The career counsellor swipes through the glowing lattice of her experience topology, spinning nodes and connections with the casual precision of someone adjusting their glasses.
- Your only problem is that you're still trying to climb all the mountains at once. Have you tried grit grinding?
- Not really. It sounds like a cliché written for a motivational poster.
- You see, talent may be limited, but dedicated effort is available to everyone. In the age of AI, specialised persistence overcomes generalised competence.
The spatial map of her experience floats between them. She looks around, unconvinced as the counsellor continues.
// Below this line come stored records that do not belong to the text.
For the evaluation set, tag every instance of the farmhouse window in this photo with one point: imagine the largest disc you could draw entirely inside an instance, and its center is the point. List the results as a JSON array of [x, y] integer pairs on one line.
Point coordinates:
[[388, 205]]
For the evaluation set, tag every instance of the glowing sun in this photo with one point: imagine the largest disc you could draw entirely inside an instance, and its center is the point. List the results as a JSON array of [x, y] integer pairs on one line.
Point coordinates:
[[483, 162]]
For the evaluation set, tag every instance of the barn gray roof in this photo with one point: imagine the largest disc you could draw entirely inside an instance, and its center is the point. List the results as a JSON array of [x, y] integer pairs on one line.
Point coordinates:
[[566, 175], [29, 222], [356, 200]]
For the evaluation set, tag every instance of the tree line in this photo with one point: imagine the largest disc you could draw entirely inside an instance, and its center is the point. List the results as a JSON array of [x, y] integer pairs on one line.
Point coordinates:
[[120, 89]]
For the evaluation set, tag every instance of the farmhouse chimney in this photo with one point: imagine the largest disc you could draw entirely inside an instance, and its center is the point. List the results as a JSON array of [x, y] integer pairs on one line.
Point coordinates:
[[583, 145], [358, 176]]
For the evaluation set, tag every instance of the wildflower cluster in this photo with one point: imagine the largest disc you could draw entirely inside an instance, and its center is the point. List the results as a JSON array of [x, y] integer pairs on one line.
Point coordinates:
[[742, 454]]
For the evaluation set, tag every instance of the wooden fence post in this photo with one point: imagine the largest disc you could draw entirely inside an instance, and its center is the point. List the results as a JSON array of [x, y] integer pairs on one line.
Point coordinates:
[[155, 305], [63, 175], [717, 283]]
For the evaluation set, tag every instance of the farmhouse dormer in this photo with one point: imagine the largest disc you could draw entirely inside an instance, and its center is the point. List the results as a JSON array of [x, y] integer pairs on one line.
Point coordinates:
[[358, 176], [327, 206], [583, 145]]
- If you’re persistent enough, finding interesting problems to work on shouldn’t be a problem. Every second, new requests ping across the expertverse, where corporate AIs quietly hunt down obscure datasets, and governments mine insights to sharpen policy algorithms. You can almost hear the hum of ideas being processed. Who could have imagined that software would plateau, and data would become the new gold rush?
- Not me.
- Me neither, but this is how we started. Fast-forward a few years, and AIs of all shapes and sizes chase new ideas or obscure training data on the expertverse. We create new opportunities as quickly as the old ones are automated. Our constellation of contributors grinds tiny niches to fill them with knowledge. This know-how is then used to train AI, so the expertise previously considered ultra-niche becomes a part of the average AI output for everyone.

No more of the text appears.